Arthur Blomfield was a prolific Gothic Revival architect who worked on many church commissions in Sussex and elsewhere. Some were restorations, but he built many new churches: examples are Christ Church and St John the Evangelist's Church in St Leonards-on-Sea, St Andrew's Church, Worthing, All Saints Church, Roffey, St Luke's Church, Queen's Park, Brighton and St Leodegar's Church, Hunston. English Heritage stated that while some of his churches "have a routine quality ... All Souls is one of his best works". It notes that his use of the sloping site, a "vigorous" Early English Gothic Revival style, a distinctive plan, unusual window layouts and red brick throughout made it a "boldly massed town church [with a] dramatic grouping". Nikolaus Pevsner described it as a "serious town church", and a Sussex church historian called it "the finest red-brick interior" in the county.
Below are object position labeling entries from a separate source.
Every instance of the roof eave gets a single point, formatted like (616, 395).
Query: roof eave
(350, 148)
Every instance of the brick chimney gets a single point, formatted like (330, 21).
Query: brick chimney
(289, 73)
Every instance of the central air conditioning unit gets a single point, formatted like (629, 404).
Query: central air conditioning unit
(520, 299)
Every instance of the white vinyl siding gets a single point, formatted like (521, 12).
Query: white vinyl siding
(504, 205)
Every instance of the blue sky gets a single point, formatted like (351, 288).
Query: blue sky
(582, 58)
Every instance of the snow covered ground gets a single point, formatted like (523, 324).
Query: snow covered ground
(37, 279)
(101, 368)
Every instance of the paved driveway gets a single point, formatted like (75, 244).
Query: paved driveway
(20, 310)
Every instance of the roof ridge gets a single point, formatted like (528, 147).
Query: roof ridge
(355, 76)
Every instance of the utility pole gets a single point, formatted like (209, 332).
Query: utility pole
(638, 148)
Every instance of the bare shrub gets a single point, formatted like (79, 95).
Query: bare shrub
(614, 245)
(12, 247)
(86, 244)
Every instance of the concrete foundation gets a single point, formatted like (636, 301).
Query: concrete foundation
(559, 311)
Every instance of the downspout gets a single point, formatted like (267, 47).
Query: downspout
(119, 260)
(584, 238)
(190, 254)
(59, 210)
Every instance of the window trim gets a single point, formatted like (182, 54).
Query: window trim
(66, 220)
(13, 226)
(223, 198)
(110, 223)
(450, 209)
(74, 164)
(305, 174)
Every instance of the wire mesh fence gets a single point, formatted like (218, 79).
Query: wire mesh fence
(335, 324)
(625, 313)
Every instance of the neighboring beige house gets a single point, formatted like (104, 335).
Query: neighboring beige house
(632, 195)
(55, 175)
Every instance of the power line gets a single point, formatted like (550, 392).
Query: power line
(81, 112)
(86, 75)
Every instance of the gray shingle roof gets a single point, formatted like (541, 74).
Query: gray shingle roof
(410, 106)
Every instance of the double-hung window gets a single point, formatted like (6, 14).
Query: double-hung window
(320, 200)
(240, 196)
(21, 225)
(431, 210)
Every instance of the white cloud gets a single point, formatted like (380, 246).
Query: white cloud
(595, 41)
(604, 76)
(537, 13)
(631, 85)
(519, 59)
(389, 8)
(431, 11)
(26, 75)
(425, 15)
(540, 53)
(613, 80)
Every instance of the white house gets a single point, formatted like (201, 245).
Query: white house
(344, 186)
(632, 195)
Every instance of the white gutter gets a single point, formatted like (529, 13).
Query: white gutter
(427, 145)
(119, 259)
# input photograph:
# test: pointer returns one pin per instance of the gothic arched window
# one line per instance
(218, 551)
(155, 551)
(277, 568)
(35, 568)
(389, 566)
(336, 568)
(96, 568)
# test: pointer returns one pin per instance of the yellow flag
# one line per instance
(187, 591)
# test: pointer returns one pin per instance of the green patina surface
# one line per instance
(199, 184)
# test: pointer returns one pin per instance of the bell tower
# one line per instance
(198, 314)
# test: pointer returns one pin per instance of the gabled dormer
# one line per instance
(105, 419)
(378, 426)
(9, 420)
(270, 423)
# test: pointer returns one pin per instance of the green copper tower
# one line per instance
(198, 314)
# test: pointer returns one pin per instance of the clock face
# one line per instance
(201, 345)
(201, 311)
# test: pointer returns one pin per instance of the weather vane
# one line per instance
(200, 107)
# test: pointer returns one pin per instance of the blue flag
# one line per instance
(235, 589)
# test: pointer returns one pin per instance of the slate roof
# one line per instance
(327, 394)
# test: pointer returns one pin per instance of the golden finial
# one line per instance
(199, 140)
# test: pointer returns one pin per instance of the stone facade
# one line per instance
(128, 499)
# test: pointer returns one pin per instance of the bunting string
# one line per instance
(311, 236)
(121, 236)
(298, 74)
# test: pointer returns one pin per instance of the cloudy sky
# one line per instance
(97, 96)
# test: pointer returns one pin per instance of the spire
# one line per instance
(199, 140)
All Souls Church is a large building of red brick, inside and out. There is a five-bay nave with aisles on the north and south sides and a clerestory, a chancel with two vestries, a Lady chapel and an organ chamber, a baptistery and entrance porches on two sides. There is no tower, spire or bell-turret. The style is Early English Gothic Revival. The only use of stone is on some of the exterior dressings and the corbels and capitals of the arcade piers. The brickwork is laid in the Flemish bond pattern, and the roof is of clay tiles.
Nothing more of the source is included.